L’équilibre du marché du pétrole semble montrer que le prix du pétrole pourrait encore baisser fortement. Mais que se passerait-il si les cours du pétrole descendaient à 40 dollars le baril de Brent? Pour Patrick Artus, chef économiste de Natixis, «le consensus voit plutôt un prix du pétrole oscillant entre 60 et 70 dollars dans le futur. Les effets d’une retombée du prix du pétrole à un niveau plus bas (40 dollars) sur l’inflation, les politiques monétaires, les taux d’intérêt, les cours boursiers, la croissance des différentes régions sont assez évidents».  Les investisseurs doivent réfléchir à ce scénario de cours pétrolier plus bas: «La demande mondiale du pétrole reste affaiblie par la modestie de la croissance et les efforts d’amélioration de l’efficacité énergétique», ajoute l’économiste.  Il précise que «la baisse du prix du pétrole conduirait au recul de l’inflation et au retour à l’inflation négative dans les pays de l’OCDE comme au début de 2015». Quant à la production de pétrole, elle va augmenter globalement dans les pays de l’Opep, en Arabie Saoudite, en Irak, en Russie, peut augmenter dans le futur en Iran et ne pas baisser aux Etats-Unis.

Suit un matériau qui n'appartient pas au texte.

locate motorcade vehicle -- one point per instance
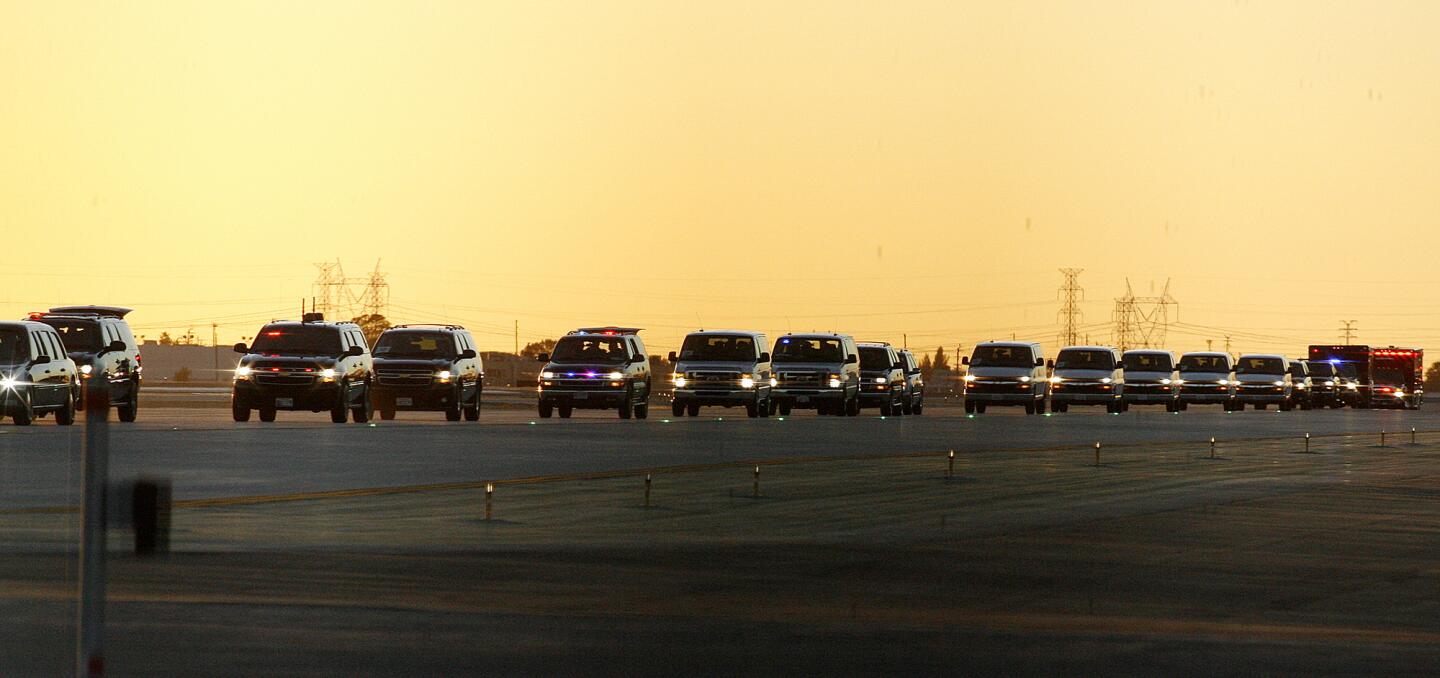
(882, 377)
(1354, 364)
(596, 369)
(306, 366)
(1263, 379)
(1302, 385)
(1005, 373)
(102, 346)
(36, 374)
(723, 369)
(1326, 385)
(428, 369)
(1087, 374)
(913, 385)
(1151, 379)
(817, 370)
(1207, 377)
(1398, 377)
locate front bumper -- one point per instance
(295, 398)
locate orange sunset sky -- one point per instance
(884, 169)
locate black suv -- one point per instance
(882, 377)
(428, 369)
(101, 344)
(304, 366)
(598, 369)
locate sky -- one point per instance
(905, 172)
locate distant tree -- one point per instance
(537, 347)
(941, 362)
(1433, 377)
(372, 326)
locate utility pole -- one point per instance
(1348, 331)
(1070, 314)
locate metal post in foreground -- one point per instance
(90, 648)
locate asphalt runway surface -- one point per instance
(206, 455)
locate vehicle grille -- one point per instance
(405, 376)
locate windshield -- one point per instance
(810, 350)
(874, 359)
(1260, 366)
(304, 340)
(1148, 362)
(1203, 363)
(78, 336)
(1002, 356)
(609, 350)
(1072, 359)
(415, 346)
(717, 347)
(15, 346)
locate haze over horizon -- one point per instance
(916, 169)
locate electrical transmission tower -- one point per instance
(1070, 314)
(1348, 331)
(343, 298)
(1142, 321)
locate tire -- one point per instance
(65, 416)
(128, 410)
(628, 405)
(473, 412)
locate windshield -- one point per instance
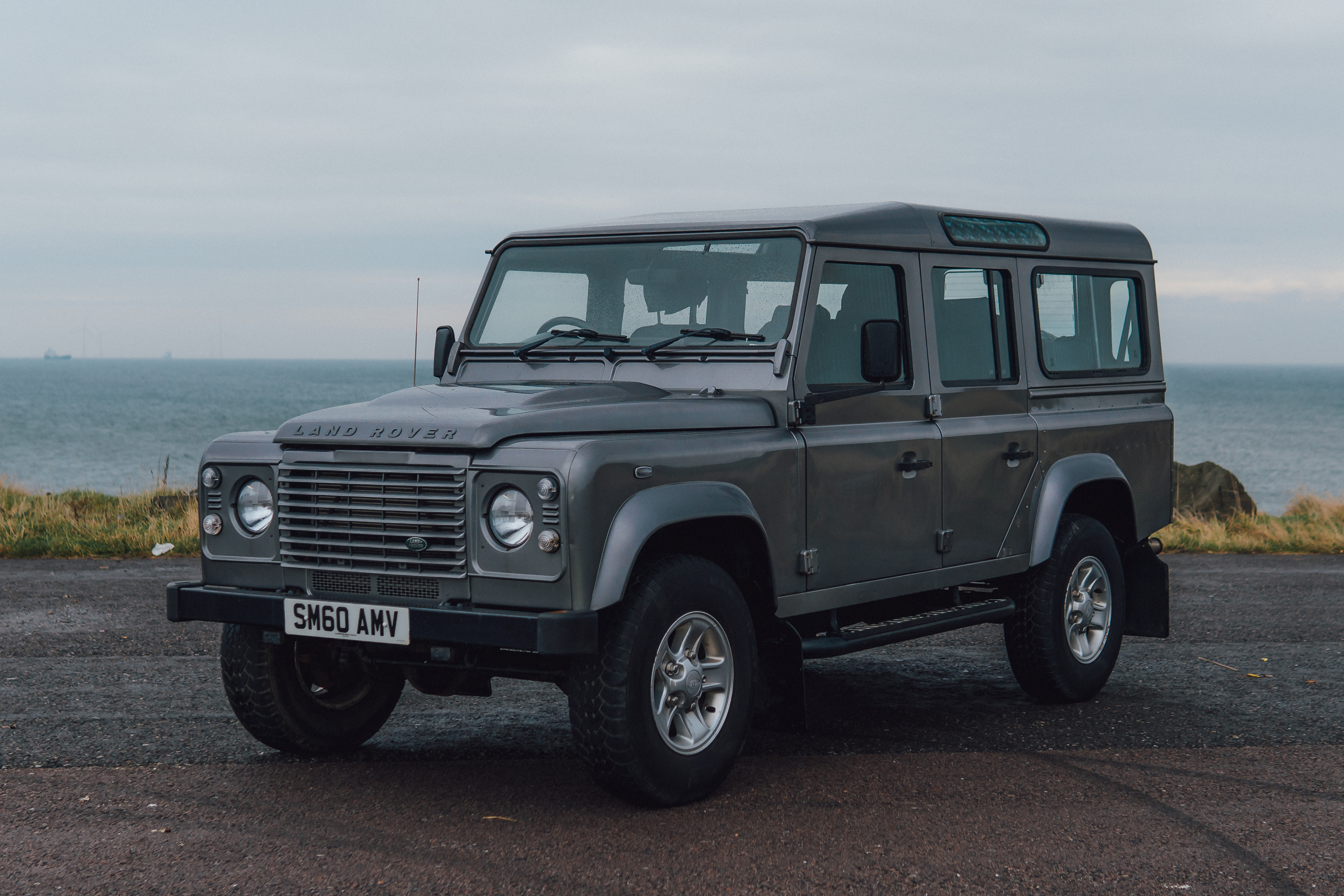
(648, 292)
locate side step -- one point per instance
(876, 635)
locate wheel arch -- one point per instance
(716, 520)
(1089, 484)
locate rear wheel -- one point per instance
(306, 695)
(662, 711)
(1065, 637)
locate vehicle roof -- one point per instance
(880, 225)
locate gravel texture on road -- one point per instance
(925, 769)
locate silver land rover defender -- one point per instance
(674, 457)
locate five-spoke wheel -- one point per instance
(693, 683)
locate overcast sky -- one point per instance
(272, 178)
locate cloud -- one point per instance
(276, 159)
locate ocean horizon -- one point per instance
(109, 425)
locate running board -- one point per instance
(876, 635)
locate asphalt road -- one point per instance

Y a-t-il un impact sur les marchés boursiers? D’après Artus, «avec la baisse du prix du pétrole, donc des coûts de production des entreprises, avec les politiques monétaires plus expansionnistes et avec les taux d’intérêt à long terme plus bas, il est normal de penser qu’il y aurait hausse des cours boursiers, comme lors de la baisse du pétrole en 2014».

Coup de froid sur les prix des métaux

LES prix des métaux ont peu diminué durant le deuxième trimestre. Leur baisse est surtout notable dans le cas du minerai de fer dont les prix ont diminué des deux tiers par rapport à leurs niveaux record de 2011. Selon les projections de la Banque mondiale, les prix des métaux s’établissent cette année à des niveaux inférieurs de 16% en moyenne par rapport à 2014. La chute la plus forte devrait être affichée par le minerai de fer (-43%) car de nouvelles capacités d’extraction d’un coût modéré devraient entrer en service cette année et l’année prochaine (principalement en Australie). Les marchés des métaux s’ajustent par le biais de la fermeture d’installations onéreuses et de la contraction des investissements. Des tensions se feront sentir à terme sur les marchés en raison partiellement de la fermeture de grandes mines de zinc, mais aussi de l’impact sur l’offre de l’interdiction d’exporter des minerais indonésiens, notamment du nickel.